第6話 「仕返し」

「マ゛、マーマー?(ぼ、僕は蒼真じゃないよ?)」


 意味がないと分かっていながらも言葉と視線で小咲に訴えたが、小咲は耳の先まで赤くしながらプルプルと震えている。


「な、な、なな、なんで自分が蒼真だって言ってくれなかったのよ‼︎」

「ブ、バブブッ‼︎(む、無茶言うな‼︎) ババッブ⁉︎(俺は言葉話せないんだぞ⁉︎)」

「ムーーーーッ……。べ、別にそーくんのことなんて好きじゃないんだから‼︎」


 おい喧嘩してから今日まで俺のことをそーくんなんて呼んでなかっただろ。完全に化けの皮が剥がれてるからどれだけさっきまでの発言を撤回しようとしたところでもう遅いからな。

 これ以上変なことを暴露しないよう気をつけてくれ頼む。


「バァウム……(苦しいぞその言い訳)」

「そんな可哀想な子を見る目で見ないで⁉︎」


 言葉は伝わらないが、視線で俺の意図が伝わってしまったらしい。


「……でもごめん。そーくんが小さくなったのってママの仕業でしょ? ママ、ご近所さんには自分の職業は医者ですって言い張ってるけど、実は研究者で変な薬作っては自分とか家族とかで試してるの。だから私は耐性あるんだけどそーくんは驚いたよね」


 百合さんが医者と言いながら自宅にいる確率が高かったのはそういうことだったのか……。


 今後は気安く近寄らないように気をつけるとしよう。


 というか耐性ついてるってどれだけ実験台にされてきたんだよ。

 --もしかして今目の前にあるこのちっぱいが成長する薬もあったりするのか⁉︎


 アッ、イタイ‼︎


 こんな可愛らしい赤ちゃんを叩くんじゃねぇ‼︎


「ブバッ⁉︎(なにすんだよ‼︎)」

「いや、なんかイヤらしい視線を感じたから」

「ア、アンアムアムマ(べ、別にイヤらしい視線なんて向けてねぇよ)」

「……とにかくごめん。ママにはそーくんに迷惑かけないようちゃんと言っておくから。……でも私がさっき恥ずかしい話を聞かれたのと、罰ゲームで告白されてからの二年間分くらいはそーくんのこといじめてもさ……バチは当たらないよね?」

「バムッ⁉︎(うぉっ⁉︎)」


 俺が小さいのをいいことに耳元でわざとらしく色っぽい声を出して囁いてくる小咲。

 抵抗のしようがない俺はやられるがままとなっていた。


「ふふっ。無抵抗なそーくんにこうやって仕返しができる日が来るなんて思わなかったよ」

「マママームマンマ……(こんな姿のまま仕返しされるこっちの身にもなってくれよ……)」

「まだまだ、こんなんじゃ足りないんだから‼︎」


 そう言って小咲は俺の腹を手でまさぐり始めた。

 高校生の自分はそこまでお腹が敏感ではなかったが、体が小さくなった影響か異常にくすぐったく感じる。
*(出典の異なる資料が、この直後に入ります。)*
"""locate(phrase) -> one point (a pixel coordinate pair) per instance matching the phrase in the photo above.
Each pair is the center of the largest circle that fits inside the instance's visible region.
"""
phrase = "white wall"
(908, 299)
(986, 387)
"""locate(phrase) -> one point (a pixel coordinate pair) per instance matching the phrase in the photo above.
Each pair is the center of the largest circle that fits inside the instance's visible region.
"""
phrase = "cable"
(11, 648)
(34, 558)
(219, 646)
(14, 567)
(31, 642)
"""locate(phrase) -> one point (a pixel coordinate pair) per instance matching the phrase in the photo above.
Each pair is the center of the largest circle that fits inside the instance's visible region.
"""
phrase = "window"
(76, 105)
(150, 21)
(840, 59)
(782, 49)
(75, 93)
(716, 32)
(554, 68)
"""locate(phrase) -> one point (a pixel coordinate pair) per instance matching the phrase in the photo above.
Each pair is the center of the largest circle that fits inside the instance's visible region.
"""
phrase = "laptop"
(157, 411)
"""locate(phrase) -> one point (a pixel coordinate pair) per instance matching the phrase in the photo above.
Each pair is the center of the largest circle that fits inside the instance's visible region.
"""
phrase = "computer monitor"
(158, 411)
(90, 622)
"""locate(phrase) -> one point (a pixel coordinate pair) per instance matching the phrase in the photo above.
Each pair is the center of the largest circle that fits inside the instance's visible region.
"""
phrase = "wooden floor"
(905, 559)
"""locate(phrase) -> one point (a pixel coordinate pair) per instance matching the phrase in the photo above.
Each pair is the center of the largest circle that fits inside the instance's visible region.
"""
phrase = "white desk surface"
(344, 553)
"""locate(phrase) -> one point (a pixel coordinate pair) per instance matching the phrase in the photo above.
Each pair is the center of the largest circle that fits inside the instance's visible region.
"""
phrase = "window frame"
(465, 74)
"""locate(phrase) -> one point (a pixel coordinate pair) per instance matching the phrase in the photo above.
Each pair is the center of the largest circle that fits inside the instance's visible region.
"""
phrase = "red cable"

「マムムムムッ‼︎(ちょ、やめろってくすぐったいからははははははっ‼︎)」

「ほらほらまだまだー‼︎」


 赤ちゃん姿のままで仕返しをされるのは疲れるし勘弁してほしいが、久しぶりに見る小咲の緩んだ表情を見て、しばらくはこのまま抵抗せずに仕返しをされといてやろうと思うのだった。


 まあどっちにせよ抵抗なんてできないんだけどね。